March 12, 2013 at 1:43 pm
(This post was last modified: March 12, 2013 at 1:48 pm by jstrodel.)
Quote:You're right here: atheism has no statement for anything other than as a response to the question on belief in theistic propositions.
How can atheism's critique of religion proceed out of the information contained in this? Atheism could be defined as an absence of theistic belief, but that definition does not actually defend the belief in atheism.
Practically, atheism requires not only a rejection of theism, but all of the tools and methods required to defend this rejection, which encompasses hundreds of years of history and many, many different ideologies and movements working together towards the goal of eliminating religion.
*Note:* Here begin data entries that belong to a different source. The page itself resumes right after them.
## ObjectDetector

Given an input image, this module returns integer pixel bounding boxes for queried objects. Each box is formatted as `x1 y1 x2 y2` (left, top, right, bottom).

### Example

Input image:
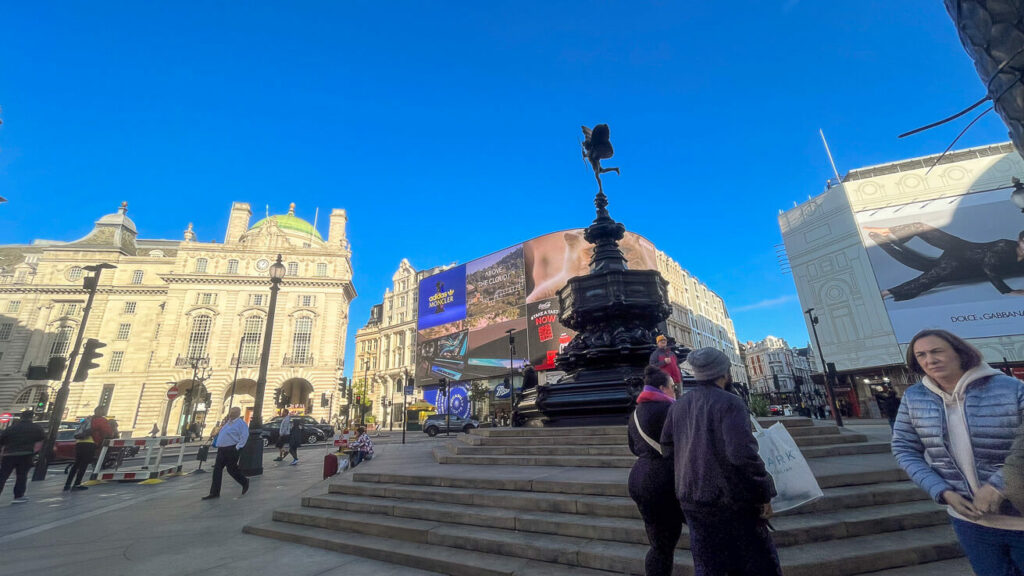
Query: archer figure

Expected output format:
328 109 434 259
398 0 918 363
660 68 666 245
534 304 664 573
581 124 621 193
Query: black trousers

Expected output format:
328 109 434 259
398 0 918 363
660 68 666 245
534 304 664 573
0 454 32 498
65 442 99 490
210 446 249 496
684 509 782 576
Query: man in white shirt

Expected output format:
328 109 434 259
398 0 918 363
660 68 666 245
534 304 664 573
203 406 249 500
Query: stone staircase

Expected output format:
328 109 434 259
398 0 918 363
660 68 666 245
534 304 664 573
245 418 970 576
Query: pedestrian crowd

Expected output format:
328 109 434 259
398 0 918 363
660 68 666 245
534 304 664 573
629 330 1024 576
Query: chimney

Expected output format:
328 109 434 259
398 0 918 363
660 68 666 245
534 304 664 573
224 202 253 244
327 208 348 248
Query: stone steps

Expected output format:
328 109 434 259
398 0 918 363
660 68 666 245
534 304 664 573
329 482 929 519
302 487 948 548
256 507 961 576
243 522 609 576
434 435 890 468
450 428 872 457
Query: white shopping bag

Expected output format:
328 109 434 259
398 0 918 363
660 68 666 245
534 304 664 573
751 416 824 512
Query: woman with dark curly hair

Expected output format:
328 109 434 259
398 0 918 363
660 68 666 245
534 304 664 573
892 330 1024 576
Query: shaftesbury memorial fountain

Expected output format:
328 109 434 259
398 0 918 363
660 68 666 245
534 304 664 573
517 124 689 426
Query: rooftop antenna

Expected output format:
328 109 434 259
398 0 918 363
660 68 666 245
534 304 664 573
818 128 843 183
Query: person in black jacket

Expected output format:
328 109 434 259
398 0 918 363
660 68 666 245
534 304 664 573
0 410 46 503
662 347 782 576
629 366 683 576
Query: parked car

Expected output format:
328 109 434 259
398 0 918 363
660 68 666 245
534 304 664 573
423 414 480 437
260 416 334 448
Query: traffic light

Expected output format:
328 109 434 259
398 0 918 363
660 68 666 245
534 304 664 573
73 338 106 382
46 356 68 380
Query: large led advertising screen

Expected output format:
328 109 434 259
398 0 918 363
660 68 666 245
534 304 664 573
856 190 1024 343
416 230 657 381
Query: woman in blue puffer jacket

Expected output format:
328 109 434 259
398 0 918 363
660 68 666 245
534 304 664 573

(March 12, 2013 at 1:09 pm)Ryantology Wrote: But, you can't define atheism by any of those traits. Atheism neither demands any of those behaviors, nor does it in any way lead to them, passively. The same cannot be said of Christianity, a religion which derives from a God who revels in bloodshed, rape, misery, and torture, who commands people to murder, loot, and enslave, who will condemn a person for not believing in him. God embodies every one of humanity's worst behavioral traits and almost none of its best, and your religion, your dogma, your very faith, comes from that.
This is a good example of the role that ideologies non-central to atheism play in defining atheism's rejection of God. Consider the many reference of the words used and how they point back to different philosophical notions. For an atheist critique of religion to be successful, it is necessary not only to demonstrate that atheistic beliefs critiques of Christian morality are true, but that the atheist morality that underlies these critiques is an authoritative understanding of morality.
As a side note, the Christian life consists in the believer in some ways imitating God but it is not required that there be a direct correspondents between the ethics that God follows and the ethics of Christianity. Christianity does not teach this, so for Christianity to be contradictory, it must be shown that this is required in some other way.